Cadwallon, King of Gwynedd
(Latin: Catuvellaunus; English: Catwald)

Cadwallon grew up at Aberffraw, traditionally in the shadow of King Edwin of Deira who Geoffrey of Monmouth says was his foster-brother. He further claims that, at a young age, his father, King Cadfan, sent him to the Royal Breton Court where received a fine British education. Perhaps Edwin may have gone with him. Traditionally a petty rivalry was born between them that, in manhood, turned to war.

Anglo-Saxon sources show that, after Edwin left Wales, he was able to recover a united Northumbrian crown with the help of the Anglo-Saxon Bretwalda, King Redwald of East Anglia in AD 616. He then appears to have turned to expansionism. First, Edwin conquered the British Kingdom of Elmet, killing its monarch, Ceretic. After Cadfan's death and Cadwallon's accession to the Throne, Edwin soon clashed with the latter. Although exactly how this came about is uncertain. Geoffrey of Monmouth gives considerable detail, some of which could originate in Welsh tradition.
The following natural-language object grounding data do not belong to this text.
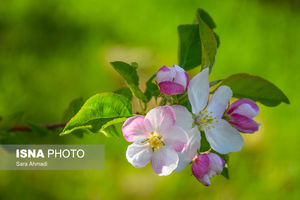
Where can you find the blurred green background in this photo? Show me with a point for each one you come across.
(53, 51)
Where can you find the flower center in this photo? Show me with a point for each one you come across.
(155, 141)
(206, 119)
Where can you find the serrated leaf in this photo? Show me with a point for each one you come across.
(73, 108)
(208, 39)
(190, 47)
(129, 74)
(111, 129)
(126, 92)
(203, 15)
(152, 90)
(255, 88)
(97, 111)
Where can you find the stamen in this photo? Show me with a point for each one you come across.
(155, 141)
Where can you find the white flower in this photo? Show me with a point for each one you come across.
(155, 137)
(221, 136)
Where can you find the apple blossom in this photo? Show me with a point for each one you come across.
(155, 137)
(184, 120)
(172, 80)
(240, 115)
(207, 165)
(221, 136)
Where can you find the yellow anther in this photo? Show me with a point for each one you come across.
(155, 141)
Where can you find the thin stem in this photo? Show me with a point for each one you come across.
(47, 126)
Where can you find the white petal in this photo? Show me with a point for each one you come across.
(139, 154)
(223, 138)
(219, 101)
(198, 91)
(164, 161)
(190, 152)
(161, 118)
(184, 118)
(175, 138)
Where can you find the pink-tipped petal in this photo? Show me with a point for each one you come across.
(171, 88)
(175, 138)
(216, 163)
(161, 118)
(243, 123)
(205, 180)
(190, 152)
(164, 161)
(198, 91)
(223, 138)
(184, 118)
(165, 74)
(181, 76)
(244, 107)
(219, 101)
(134, 128)
(139, 154)
(200, 166)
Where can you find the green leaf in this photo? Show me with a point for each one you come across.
(97, 111)
(198, 42)
(11, 120)
(37, 129)
(208, 39)
(110, 129)
(152, 89)
(73, 108)
(203, 15)
(129, 74)
(126, 92)
(255, 88)
(190, 47)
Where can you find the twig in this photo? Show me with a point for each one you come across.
(48, 126)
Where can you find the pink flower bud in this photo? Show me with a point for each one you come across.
(172, 80)
(240, 114)
(206, 165)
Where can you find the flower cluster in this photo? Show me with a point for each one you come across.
(169, 135)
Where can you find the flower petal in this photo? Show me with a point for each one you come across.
(181, 76)
(171, 88)
(175, 138)
(184, 118)
(200, 166)
(161, 118)
(244, 107)
(164, 161)
(198, 91)
(243, 123)
(139, 154)
(134, 128)
(165, 74)
(223, 138)
(190, 152)
(219, 101)
(216, 163)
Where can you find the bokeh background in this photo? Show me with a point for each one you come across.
(54, 51)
An early battle north of the Humber, traditionally at Widdrington near Morpeth, is accpeted by some historians but not others. Edwin seems to have then turned on Gwynedd. Bede indicates that he attacked Ynys Manaw (Isle of Man) by Sea and, from there, spring-boarded to Ynys Mon (Anglesey) where Cadwallon underwent some crushing defeats. The King of Gwynedd was pushed back to the tiny Ynys Lannog (Isle of Priestholm) where, the Annales Cambriae say he was besieged for some time in AD 629 before escaping to Ireland. Geoffrey then claims that he moved on to Guernsey and then to the Breton Royal Court where he plotted revenge but Welsh sources indicate that he returned directly form Ireland.

The story goes that Cadwallon sent an advance party to Britain to rally his men and those of the other British kingdoms, while he prepared a Breton invasion force. The advance guard landed in Dumnonia, but were immediately caught up in a Mercian siege of Caer-Uisc (Exeter). King Clemen was, thus, in no position to help the Gwynedd cause. However, Cadwallon soon arrived with his army and crushed the Mercians, forcing their pagan King, Penda, into a mutual anti-Northumbrian alliance, sealed by Cadwallon's marriage to Penda's half-sister, Alcfritha. Ancient Welsh poetry certainly tells of fourteen battles between the two sides. The chief of these was the Battle of Cefn Digoll (Long Mountain at Forden just east of Welshpool) in AD 632. This probably enabled Cadwallon to regain his position in Wales.

Geoffrey continues his narrative with the Gwynedd-Mercian force hounding the Northumbrians back to their own kingdom. There they wreaked revenge on the Northern Angles, burning York, sacking Yeavering (Ad Gefrin) and butchering Northumbrians as they went. So savagely did Cadwallon treat them that the Northern Angles thought they were all to be exterminated. All sources then agree that Edwin was finally killed at the Battle of Meigen (Hatfield), possibly at High Hatfield near Cuckney in Nottinghamshire, in AD 633.

This did not, however, entice Cadwallon to leave Northumbria. Edwin's cousin, Osric, managed to rally the Nothumbrian troops and besieged the King of Gwynedd at York. Cadwallon, however, broke out, caught Osric unawares and destroyed his entire army. Aethelfrith of Bernicia's son, Enfrith, then returned from Pictland and tried to negotiate peace with Cadwallon. The King would have none of it though and Enfrith was also slain. Within a year, however, Enfrith's half-brother, Oswald, marched south from his exile in Scottish Dalriada and encountered Cadwallon at Catscaul or 'Cad-ys-gual', the Battle of the Wall (Heavenfield, near Hexham) in AD 634. There Cadwallon died.

Tradition says he was buried beneath the Ludgate of Caer Londein, where he had occasionally held court over both Britons and Anglo-Saxons. A mounted statue of him is said to have been raised upon its top. His son, Cadwaladr Fendigaid, being still a child, the throne was seized by one Cadfael ap Cynfeddw.

Records of King Cadwallon date back to the 8th century. He is an historic personage.